Frampus

Frampus is a fictional female counterpart to Krampus, created for Apple TV+'s Palm Royale. A servant betrayed and burned, she returns as a spirit of vengeance.

Frampus is a fictional folkloric figure introduced in the second season of the Apple TV+ series Palm Royale, specifically in the eighth episode titled “Maxine Hits the Slopes,” which originally aired on December 31, 2025. The term appears within a fireside storytelling sequence set at a Swiss chalet, where the elderly character Lotte (revealed within the episode to be Charlotte Moriarty, the mother of the show’s antagonist Norma Dellacorte) recounts what she presents as traditional Alpine legend to the assembled Palm Beach socialites who have traveled to Switzerland.

According to the narrative delivered by Lotte, Frampus was originally a young woman whose true name “has been forgotten to time.” She is described as “a smalltown girl with big city dreams” who found employment as a scullery maid in the household of Mr. and Mrs. Krampus. The tale explicitly connects Frampus to the established Alpine folklore surrounding Krampus, the horned, goat-footed creature traditionally depicted as the dark counterpart to Saint Nicholas in Central European Christmas traditions. Lotte’s narration draws this distinction clearly, noting that while “your Santy Claus is just a nice fat man,” the European Krampus “is not quite so cuddly,” being “covered in black fur” with “horns, and feet like a goat.”

The central conflict of the Frampus legend as presented in the episode involves a romantic transgression. Despite the fearsome appearance of her master, Frampus falls deeply in love with him. The narrative emphasizes the consuming nature of this passion, describing it as a fire “getting stronger and stronger day by day.” When Mrs. Krampus discovers the affair, her jealous rage proves catastrophic. In a scene that echoes the cruelty inflicted upon Cinderella by her stepmother, Mrs. Krampus throws lentils before the fireplace, orders Frampus to fetch a broom to clean the mess, and then shoves the unsuspecting maid into the roaring flames. However, the tale adds a supernatural dimension absent from its fairy-tale antecedents: in the act of murder, Mrs. Krampus inadvertently transfers her own destructive fury into her victim. Frampus is thus transformed into a spirit of vengeance, cursed to punish wrongdoers.

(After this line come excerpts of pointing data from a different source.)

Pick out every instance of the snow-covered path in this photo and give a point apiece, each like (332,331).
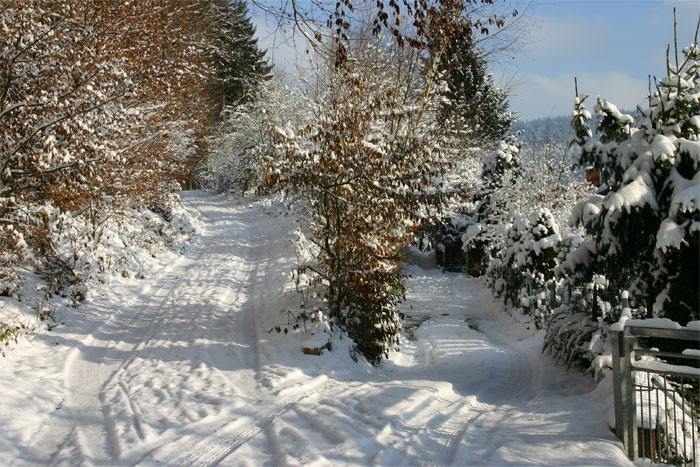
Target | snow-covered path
(179,369)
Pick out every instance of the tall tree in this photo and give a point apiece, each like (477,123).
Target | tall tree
(644,235)
(473,99)
(240,63)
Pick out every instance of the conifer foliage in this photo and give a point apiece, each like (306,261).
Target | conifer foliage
(240,64)
(644,235)
(475,101)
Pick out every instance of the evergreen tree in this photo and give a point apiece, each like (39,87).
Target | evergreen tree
(475,101)
(240,62)
(483,239)
(644,235)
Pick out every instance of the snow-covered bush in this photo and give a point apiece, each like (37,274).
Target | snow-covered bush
(642,240)
(524,274)
(644,235)
(244,137)
(485,239)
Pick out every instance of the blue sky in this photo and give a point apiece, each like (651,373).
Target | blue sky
(610,45)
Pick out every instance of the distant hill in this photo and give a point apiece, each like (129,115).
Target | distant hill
(539,131)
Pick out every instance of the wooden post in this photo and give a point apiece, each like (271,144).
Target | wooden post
(619,380)
(630,400)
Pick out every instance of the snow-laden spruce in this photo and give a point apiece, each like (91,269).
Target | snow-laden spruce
(643,235)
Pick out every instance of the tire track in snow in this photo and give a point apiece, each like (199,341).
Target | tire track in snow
(86,401)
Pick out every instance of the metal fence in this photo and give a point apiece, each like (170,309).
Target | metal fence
(657,403)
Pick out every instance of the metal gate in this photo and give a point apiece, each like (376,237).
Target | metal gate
(657,405)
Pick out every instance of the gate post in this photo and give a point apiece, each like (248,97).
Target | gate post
(630,400)
(623,391)
(619,367)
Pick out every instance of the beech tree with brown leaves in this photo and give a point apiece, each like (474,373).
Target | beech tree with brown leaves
(370,168)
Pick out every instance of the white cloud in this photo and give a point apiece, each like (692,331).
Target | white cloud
(542,96)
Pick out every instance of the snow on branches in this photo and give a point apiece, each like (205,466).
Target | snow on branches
(644,235)
(370,168)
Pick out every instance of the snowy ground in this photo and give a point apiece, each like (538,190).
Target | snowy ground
(179,369)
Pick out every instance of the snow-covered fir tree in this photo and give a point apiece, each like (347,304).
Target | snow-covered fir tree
(240,63)
(474,101)
(644,235)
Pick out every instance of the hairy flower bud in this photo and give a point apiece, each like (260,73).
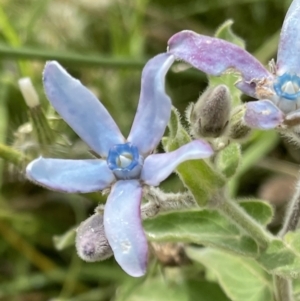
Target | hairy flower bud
(209,116)
(238,128)
(91,242)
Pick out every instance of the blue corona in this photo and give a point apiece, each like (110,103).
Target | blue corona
(287,86)
(125,161)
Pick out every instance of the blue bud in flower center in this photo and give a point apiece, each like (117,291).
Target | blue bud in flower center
(125,161)
(287,86)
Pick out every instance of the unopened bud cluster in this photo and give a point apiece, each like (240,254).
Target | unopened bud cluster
(212,116)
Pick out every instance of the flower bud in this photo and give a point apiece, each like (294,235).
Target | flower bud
(91,242)
(209,116)
(238,127)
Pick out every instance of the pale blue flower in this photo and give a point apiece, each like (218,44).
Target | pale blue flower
(126,165)
(280,85)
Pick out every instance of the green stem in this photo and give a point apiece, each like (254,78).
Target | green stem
(70,58)
(237,214)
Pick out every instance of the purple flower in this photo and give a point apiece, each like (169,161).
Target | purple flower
(281,84)
(125,165)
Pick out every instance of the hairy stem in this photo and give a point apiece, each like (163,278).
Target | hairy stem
(237,214)
(293,214)
(283,287)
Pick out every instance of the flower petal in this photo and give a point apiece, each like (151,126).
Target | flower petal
(123,227)
(293,118)
(70,175)
(81,109)
(288,59)
(154,107)
(263,114)
(214,56)
(158,167)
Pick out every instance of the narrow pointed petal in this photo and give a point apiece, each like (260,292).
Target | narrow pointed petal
(70,175)
(154,107)
(292,119)
(215,56)
(262,114)
(123,227)
(288,59)
(81,109)
(158,167)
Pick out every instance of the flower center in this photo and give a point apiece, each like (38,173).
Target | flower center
(125,161)
(287,86)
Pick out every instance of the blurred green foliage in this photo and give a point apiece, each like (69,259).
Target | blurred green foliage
(105,44)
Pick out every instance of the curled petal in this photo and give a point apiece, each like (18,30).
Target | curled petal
(154,107)
(158,167)
(123,227)
(214,56)
(91,242)
(81,109)
(262,114)
(288,59)
(70,175)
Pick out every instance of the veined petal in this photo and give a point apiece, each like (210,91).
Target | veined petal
(123,227)
(81,109)
(70,175)
(158,167)
(154,107)
(293,118)
(288,59)
(214,56)
(263,114)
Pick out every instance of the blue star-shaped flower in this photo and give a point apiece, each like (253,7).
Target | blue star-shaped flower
(125,165)
(278,89)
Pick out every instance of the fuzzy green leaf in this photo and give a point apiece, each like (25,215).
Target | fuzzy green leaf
(197,175)
(228,159)
(65,240)
(204,227)
(248,282)
(260,210)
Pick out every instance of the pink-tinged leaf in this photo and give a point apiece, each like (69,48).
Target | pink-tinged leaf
(81,109)
(263,114)
(154,107)
(215,56)
(158,167)
(72,176)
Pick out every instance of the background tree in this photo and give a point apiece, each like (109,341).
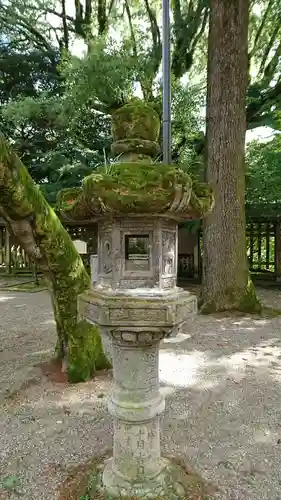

The word “Frampus” appears to be a portmanteau or feminized derivation of “Krampus,” creating a companion figure to the male demon of Alpine tradition. Where Krampus serves as a punisher of misbehaving children during the Christmas season, Frampus as depicted in Palm Royale functions as an instrument of karmic retribution against adults who have committed moral transgressions. Lotte concludes her tale with the warning that “the evil will be punished” and that “anyone who has done wrong will be struck down,” culminating in the admonition to “beware the curse of Frampus.”

Within the episode’s narrative structure, the Frampus legend operates on multiple levels. The story-within-a-story serves as both atmospheric local color for the Swiss setting and as foreshadowing for the episode’s climax, in which a figure identified as Frampus appears during a moment of crisis, causing panic among the guests. The legend also functions as oblique autobiography for Lotte herself, whose own history as an unwed mother who gave birth to a daughter named Agnes at the very institution where she now serves parallels the tale of a servant girl whose forbidden passion leads to tragedy. The episode’s reference to “Krampus schnapps,” a hot beverage served by Lotte to the guests, further integrates the folklore into the drama’s plot mechanics.

The Frampus figure as invented for Palm Royale draws upon several established traditions beyond the Krampus mythology. The motif of the servant girl punished for romantic involvement with her master has deep roots in European folk narrative, while the transformation through fire into a vengeful supernatural entity recalls various spectral women of Celtic and Germanic legend. The detail of the lentils scattered before the hearth specifically evokes the Cinderella story, in which the heroine must sort lentils from ashes as one of her impossible tasks.

It should be noted that Frampus does not appear in documented Alpine folklore prior to its appearance in Palm Royale. The figure represents an original creation by the series’ writers, designed to complement and extend the existing Krampus tradition within the show’s fictional framework. The series, created by Abe Sylvia and based on Juliet McDaniel’s novel Mr. & Mrs. American Pie, frequently employs such invented cultural artifacts to enrich its portrait of late-1960s American society and its encounters with European traditions.